10.10.17

Aux cinq rues, Lima – Mario Vargas Llosa


L’un des quartiers les plus fréquentés, les plus fébriles voire les plus inquiétants de la capitale péruvienne est celui dit des « Cinq Rues ». C’est dans cette zone où tous les milieux se côtoient que Mario Vargas Llosa a décidé de concentrer bien des personnages et des moments clé de son dernier roman.

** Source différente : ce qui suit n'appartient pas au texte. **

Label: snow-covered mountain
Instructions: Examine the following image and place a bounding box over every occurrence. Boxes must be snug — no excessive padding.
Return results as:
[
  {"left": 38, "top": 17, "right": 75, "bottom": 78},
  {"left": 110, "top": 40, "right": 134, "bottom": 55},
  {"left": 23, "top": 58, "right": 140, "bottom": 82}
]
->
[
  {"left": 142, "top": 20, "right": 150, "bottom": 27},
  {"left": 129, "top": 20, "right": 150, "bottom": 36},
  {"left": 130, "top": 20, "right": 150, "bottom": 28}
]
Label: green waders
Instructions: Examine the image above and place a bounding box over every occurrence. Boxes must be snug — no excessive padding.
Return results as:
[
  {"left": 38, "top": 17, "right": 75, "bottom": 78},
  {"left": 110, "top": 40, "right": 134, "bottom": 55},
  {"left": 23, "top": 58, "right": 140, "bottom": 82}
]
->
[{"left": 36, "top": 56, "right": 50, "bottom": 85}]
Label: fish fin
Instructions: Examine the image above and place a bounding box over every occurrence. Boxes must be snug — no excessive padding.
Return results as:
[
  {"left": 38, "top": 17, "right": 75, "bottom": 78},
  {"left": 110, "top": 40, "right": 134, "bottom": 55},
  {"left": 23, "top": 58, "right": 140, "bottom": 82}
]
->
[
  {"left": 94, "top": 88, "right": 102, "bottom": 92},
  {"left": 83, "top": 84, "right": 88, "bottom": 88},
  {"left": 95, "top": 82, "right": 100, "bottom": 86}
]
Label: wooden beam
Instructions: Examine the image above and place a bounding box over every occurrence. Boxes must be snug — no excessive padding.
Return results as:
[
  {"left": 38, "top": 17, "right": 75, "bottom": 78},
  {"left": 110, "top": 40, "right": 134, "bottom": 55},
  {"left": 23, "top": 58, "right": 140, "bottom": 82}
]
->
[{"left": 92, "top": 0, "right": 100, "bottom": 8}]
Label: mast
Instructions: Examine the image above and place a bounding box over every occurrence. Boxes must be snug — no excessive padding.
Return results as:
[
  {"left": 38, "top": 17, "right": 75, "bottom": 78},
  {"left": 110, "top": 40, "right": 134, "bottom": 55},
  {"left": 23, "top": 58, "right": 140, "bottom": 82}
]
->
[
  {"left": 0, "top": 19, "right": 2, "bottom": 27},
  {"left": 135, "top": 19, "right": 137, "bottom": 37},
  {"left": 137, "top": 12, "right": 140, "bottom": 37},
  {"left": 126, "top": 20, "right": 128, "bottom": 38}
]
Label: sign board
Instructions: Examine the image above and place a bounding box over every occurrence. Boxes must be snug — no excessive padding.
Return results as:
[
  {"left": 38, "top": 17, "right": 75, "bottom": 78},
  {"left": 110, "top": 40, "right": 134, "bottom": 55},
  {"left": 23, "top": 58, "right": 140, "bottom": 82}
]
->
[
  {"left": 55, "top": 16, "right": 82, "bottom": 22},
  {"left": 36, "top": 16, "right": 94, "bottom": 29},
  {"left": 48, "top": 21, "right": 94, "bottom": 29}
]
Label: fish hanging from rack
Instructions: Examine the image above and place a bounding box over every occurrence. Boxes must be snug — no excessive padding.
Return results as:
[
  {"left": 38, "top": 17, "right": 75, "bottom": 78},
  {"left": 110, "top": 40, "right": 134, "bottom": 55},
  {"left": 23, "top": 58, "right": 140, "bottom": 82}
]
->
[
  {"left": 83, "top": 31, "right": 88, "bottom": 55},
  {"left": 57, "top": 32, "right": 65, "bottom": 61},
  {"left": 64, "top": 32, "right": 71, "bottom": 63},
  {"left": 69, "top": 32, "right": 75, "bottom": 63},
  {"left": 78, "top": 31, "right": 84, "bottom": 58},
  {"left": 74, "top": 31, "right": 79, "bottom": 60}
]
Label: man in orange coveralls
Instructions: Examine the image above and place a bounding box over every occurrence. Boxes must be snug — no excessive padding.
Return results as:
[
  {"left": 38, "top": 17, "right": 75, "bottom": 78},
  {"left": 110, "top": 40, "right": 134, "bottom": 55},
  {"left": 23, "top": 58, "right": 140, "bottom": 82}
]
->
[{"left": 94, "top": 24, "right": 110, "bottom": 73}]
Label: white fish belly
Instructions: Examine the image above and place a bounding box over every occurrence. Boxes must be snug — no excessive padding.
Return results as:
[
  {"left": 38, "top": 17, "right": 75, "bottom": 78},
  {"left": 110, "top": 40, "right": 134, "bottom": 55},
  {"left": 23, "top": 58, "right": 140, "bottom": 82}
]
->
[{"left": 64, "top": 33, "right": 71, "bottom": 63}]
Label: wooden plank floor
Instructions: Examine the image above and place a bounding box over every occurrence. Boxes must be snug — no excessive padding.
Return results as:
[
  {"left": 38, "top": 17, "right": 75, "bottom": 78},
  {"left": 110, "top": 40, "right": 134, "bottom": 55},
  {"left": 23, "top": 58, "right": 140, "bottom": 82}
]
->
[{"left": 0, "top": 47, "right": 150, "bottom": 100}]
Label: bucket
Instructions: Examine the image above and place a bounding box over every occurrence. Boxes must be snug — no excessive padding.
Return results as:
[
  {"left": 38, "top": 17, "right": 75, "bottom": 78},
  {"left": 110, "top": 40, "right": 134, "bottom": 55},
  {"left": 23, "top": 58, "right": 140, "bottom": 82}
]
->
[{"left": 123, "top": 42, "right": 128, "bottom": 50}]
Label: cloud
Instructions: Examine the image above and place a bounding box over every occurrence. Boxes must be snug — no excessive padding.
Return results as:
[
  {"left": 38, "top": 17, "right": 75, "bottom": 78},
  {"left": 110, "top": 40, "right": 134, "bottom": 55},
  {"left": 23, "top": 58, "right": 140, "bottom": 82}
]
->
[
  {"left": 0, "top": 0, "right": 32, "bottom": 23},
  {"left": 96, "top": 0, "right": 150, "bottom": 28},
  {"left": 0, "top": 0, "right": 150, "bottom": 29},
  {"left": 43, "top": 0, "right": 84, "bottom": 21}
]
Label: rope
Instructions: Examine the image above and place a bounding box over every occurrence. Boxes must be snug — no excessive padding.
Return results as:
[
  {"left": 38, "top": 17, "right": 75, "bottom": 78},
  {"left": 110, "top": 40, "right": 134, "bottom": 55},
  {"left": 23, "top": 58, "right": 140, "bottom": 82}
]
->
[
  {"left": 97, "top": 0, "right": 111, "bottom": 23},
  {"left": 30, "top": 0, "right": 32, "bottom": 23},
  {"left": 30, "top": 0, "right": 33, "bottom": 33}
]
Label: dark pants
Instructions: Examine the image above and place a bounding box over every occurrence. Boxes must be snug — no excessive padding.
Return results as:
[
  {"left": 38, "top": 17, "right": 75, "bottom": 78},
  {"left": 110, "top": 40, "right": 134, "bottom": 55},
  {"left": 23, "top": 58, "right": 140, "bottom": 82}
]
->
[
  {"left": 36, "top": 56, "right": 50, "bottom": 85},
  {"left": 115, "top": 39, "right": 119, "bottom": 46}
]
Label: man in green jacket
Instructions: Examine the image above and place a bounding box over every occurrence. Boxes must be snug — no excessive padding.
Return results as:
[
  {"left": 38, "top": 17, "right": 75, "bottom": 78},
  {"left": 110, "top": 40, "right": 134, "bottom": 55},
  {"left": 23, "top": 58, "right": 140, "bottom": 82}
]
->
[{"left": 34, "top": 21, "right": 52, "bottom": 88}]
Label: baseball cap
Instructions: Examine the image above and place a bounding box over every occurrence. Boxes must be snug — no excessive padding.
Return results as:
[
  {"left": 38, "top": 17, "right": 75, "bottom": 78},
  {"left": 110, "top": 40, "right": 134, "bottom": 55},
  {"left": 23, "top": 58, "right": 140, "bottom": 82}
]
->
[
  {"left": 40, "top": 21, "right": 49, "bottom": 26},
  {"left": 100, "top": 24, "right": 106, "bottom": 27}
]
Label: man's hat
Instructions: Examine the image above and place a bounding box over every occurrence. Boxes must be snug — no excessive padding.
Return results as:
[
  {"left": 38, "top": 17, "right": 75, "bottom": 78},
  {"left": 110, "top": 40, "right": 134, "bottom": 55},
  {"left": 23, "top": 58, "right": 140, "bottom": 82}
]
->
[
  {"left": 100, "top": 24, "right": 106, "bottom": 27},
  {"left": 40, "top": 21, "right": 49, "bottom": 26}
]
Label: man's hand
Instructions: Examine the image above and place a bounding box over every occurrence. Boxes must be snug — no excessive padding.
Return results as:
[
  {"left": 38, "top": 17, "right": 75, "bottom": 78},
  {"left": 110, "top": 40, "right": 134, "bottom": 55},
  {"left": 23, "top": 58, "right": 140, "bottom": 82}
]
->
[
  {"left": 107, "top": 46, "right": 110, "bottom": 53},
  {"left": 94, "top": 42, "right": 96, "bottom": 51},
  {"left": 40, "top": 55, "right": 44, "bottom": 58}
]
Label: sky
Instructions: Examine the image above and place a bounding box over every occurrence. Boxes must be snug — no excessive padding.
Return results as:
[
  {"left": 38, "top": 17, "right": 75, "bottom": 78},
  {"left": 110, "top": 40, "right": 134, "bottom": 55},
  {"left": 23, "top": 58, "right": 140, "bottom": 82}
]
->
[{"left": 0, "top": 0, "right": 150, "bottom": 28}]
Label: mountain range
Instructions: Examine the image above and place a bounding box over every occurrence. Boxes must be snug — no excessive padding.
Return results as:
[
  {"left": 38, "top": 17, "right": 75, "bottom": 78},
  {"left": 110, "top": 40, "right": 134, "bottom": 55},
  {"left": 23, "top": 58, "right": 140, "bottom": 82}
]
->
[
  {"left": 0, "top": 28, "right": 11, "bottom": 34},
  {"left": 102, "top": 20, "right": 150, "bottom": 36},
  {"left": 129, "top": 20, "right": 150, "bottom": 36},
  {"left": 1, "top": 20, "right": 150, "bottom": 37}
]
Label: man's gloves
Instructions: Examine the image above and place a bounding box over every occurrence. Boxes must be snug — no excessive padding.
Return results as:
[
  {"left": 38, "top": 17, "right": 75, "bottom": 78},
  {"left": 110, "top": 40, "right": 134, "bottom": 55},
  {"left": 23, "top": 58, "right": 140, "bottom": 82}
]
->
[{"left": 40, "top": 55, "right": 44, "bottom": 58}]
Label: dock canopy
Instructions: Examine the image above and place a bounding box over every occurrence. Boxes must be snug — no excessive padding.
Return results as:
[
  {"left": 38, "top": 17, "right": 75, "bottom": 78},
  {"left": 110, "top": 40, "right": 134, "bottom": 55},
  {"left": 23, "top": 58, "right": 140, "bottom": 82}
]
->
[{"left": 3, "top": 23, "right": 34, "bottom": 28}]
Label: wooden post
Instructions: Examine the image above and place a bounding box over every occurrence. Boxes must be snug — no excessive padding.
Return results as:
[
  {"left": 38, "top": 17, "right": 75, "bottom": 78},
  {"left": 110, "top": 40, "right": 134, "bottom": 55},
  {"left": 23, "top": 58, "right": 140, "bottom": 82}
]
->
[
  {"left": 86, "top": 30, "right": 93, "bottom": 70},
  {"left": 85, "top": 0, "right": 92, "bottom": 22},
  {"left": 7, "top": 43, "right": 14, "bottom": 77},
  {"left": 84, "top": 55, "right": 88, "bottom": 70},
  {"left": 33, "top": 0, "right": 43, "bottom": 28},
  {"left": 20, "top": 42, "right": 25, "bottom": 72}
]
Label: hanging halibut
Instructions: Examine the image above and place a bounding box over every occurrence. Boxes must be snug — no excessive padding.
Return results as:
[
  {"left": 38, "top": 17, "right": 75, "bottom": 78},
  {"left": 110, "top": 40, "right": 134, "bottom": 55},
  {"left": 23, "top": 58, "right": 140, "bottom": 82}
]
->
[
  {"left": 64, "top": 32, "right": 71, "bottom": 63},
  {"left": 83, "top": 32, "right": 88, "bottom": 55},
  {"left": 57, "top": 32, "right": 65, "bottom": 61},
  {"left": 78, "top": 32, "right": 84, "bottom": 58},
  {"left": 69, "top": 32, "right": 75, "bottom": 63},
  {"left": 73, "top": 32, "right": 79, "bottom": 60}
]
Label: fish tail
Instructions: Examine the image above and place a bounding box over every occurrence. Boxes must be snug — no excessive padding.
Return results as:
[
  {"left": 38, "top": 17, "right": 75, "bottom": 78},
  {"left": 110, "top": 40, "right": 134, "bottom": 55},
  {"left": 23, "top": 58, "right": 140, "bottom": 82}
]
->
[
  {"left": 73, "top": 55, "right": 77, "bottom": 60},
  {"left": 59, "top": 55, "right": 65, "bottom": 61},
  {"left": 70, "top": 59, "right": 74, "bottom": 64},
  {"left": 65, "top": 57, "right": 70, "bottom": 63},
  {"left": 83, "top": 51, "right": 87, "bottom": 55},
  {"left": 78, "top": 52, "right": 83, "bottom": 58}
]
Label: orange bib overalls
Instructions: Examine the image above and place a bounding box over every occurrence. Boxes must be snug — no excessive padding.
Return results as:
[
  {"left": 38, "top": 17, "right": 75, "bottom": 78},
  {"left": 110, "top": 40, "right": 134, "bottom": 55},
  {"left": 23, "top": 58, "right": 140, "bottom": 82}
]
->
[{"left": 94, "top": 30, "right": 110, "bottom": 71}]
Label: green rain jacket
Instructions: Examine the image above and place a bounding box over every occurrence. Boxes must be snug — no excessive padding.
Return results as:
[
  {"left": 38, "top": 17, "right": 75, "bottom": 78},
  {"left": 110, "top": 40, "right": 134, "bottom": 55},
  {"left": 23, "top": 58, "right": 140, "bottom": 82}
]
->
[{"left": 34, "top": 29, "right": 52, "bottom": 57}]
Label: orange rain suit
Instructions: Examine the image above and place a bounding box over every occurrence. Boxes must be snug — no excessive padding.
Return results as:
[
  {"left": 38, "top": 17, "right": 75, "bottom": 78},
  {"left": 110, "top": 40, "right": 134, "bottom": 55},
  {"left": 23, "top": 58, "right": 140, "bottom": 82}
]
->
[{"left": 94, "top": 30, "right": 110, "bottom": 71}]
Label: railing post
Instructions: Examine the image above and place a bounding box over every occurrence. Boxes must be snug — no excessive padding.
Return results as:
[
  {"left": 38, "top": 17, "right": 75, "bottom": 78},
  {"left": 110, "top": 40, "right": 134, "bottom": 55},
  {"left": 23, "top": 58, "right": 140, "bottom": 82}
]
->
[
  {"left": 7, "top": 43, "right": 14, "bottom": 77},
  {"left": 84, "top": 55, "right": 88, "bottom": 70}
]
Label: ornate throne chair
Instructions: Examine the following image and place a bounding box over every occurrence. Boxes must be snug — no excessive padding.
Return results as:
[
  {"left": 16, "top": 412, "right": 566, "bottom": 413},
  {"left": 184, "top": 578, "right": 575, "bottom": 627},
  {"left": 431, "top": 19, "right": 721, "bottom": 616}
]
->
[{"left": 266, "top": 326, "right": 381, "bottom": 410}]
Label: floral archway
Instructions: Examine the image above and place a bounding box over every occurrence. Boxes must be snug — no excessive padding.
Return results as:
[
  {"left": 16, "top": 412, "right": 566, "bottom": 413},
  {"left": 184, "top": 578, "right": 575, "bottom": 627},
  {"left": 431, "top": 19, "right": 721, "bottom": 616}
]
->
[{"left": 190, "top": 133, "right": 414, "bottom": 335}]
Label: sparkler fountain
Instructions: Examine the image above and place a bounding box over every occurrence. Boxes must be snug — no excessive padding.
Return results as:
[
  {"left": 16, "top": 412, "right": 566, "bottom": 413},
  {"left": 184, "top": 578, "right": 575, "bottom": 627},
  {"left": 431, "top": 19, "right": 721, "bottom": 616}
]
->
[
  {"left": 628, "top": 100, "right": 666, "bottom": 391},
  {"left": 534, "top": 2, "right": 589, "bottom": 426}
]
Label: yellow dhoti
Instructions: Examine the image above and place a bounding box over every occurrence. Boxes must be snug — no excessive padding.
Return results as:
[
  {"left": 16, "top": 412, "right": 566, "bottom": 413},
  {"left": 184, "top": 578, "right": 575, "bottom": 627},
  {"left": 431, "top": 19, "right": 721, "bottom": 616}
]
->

Au Pérou comme ailleurs existe une presse particulière, celle à scandale, version locale des tabloïds britanniques. Bien que toute société humaine soit suffisamment brassée et marginalement perverse pour générer diverses substances nauséabondes faisant le régal de ces torchons, il faut parfois aux rédacteurs en chef et autres journalistes en question grossir le trait, forcer les choses, voire carrément fabriquer de toutes pièces des histoires où se trouvent alors prises au piège des personnalités. Une manière comme une autre de changer les rapports de force pour faire vendre plus ou bien pour pratiquer un chantage aussi lucratif que dangereux.

C’est précisément dans ce scenario que se retrouve embarqué un des principaux représentants du patronat péruvien. L’homme d’affaires aussi respecté que redouté, puissant parmi les puissants, se retrouve au beau milieu d’un scandale sexuel savamment orchestré et relayé par le directeur d’un journal n’ayant aucun scrupule.

S’attaquer à un gros poisson peut toutefois avoir de fâcheuses conséquences si l’on a mal anticipé ou assuré ses arrières car il est rare qu’un homme de pouvoir se laisse attaquer sans réagir.

Conduisant son histoire sur le mode du thriller psychologique et policier, Mario Vargas Llosa décrit et dénonce la façon dont le Pérou fut gouverné sous l’ère désastreuse d’Alberto Fujimori. Collusion mafieuse, détournements de fonds, assassinats politiques et crapuleux, prévarications en tous genres furent les maîtres-mots d’une présidence considérée comme parmi les pires de ce début de siècle par Transparency International. On y observe aussi la manière dont, à l’instar de ce qui se passe ailleurs dans le monde, les classes dirigeantes peuvent se conduire, s’affranchissant des règles morales en vigueur, prêtes à tout pour défendre les acquis, dans une insouciance et une déconnexion du monde que leur isolement luxueux et leur puissance financière permettent d’entretenir. Mais, parfois, une forte alerte retentit dont il est long et difficile de se remettre.

Un livre bien construit, moyennement écrit cependant, qui jette un coup de projecteur sur un pays que nous connaissons plus pour son folklore touristique que pour ses tourments politiques.